TURİZMDE MİLAD: 2021!
Turizmde 2021 sezonunun yükselen trendi yakın mesafelerde konumlanmış, sakin, güneşli, deniz kıyısına sahip ve sağlık altyapısı güçlü destinasyonlardır. Yeni trendin bazı özellikleri ülkemize ne kadar da benziyor, değil mi? Ancak bazı genetik benzerliklerimizin avantajımıza olması, eli-kolu bağlı oturarak bu pastadan pay alacağımız anlamına gelmiyor. Değişen koşulları dikkate alarak Kuzey Kıbrıs turizmine rekabetçi, nitel ve nicel özellikleri yüksek, iddialı ve vizyoner yeni bir turizm master planı kazandırmalıyız. Pay alabileceğimiz pazarları yeniden belirlemeli, tanıtma ve pazarlamada yeni ve proaktif politikaları ortaya koymalı ve tüm bunları finanse edeceğimiz fonları oluşturmalıyız. Tüm bu çalışmaları sektörde geniş bir tabana yayarak gerçekleştirmek hem sektörel bir ödev hem de yasal bir gerekliliktir.

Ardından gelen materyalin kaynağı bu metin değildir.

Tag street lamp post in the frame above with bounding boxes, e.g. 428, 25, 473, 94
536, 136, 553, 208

Nereden mi bahsediyorum? Tabii ki Turizm Bakanlığı uhdesinde yasa ile kurulmuş danışma kurullarından. Geçmişte buradan elde ettiğimiz başarılı çalışmalarla Kuzey Kıbrıs turizmine önemli turistik pazarları kazandırdığımız danışma kurullarımızdan… Halen daha burada yapılan çalışmaların meyvelerini topladığımız hatta ağaçlarını kuruttuğumuz danışma kurullarımızdan…
GÜNDEM: TAHT OYUNLARI
Oysa ülke siyasetinde gün geçmiyor ki bir siyasi kriz çıkmasın. Seçim içinde seçimin tartışıldığı böylesi bir ortamda yukarda bahsi geçen politikaları ortaya koyacak istikrarlı yapılardan söz etmek ne yazık ki mümkün değildir.

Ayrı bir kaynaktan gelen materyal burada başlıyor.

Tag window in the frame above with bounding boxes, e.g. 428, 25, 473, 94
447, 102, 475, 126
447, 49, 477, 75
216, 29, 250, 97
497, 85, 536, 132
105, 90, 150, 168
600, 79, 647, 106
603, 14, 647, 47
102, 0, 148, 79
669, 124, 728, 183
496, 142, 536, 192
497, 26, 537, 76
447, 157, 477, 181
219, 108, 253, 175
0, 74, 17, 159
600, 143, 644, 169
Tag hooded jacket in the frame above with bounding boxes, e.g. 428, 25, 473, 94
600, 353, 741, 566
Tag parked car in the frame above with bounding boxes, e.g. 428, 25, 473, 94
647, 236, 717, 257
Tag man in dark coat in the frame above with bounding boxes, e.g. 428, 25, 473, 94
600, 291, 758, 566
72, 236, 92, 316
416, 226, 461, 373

Hoş istikrar sağlansa bile KKTC bürokrasisi şişman, kanbur ve oldukça yavaş hareket eden bir yapıdadır. Turizm sektörü için zamanın son derece önemli olduğu bu süreçte, KKTC siyasetinin kırılgan yapısı nedeniyle fırsatlar da elden teker teker gidiyor. Elimizde kalan tek gerçeklik ise Nisan ayında yapılacak olan erken genel seçimdir. Seçim sonrası görev değişiklikleri, kadroların atanması derken sektör olarak meramımızı anlatacak noktaya gelene kadar, elveda 2021!
HEP HATIRLANACAK BİR NİSAN!
Yine de erken seçimin bir fırsat olduğu umuduyla Nisan’ı bekleyeceğiz.
Karşımıza dikilin ve bizlere yaptıklarınızla değil, turizm için yapacaklarınızla, aksiyon planınızla, turizm tanıtma ve pazarlama fonlarının oluşturulması için ortaya koyacağınız önerilerle, yeni turizm master planı için danışma kurullarını harekete geçirme iddiası koyarak bir tercih nedeni olduğunuzu ispatlayınız. O güne kadar da yaptığınız ve yapamadığınız her bir kalem sizin nişanınız olsun.
İçiniz rahat olsun. Biz unutmayız, takdir etmeyi de hatırlatmayı da iyi biliriz. Bir bakarsınız Nisan’lar bize umut olur ve hep hatırlanır!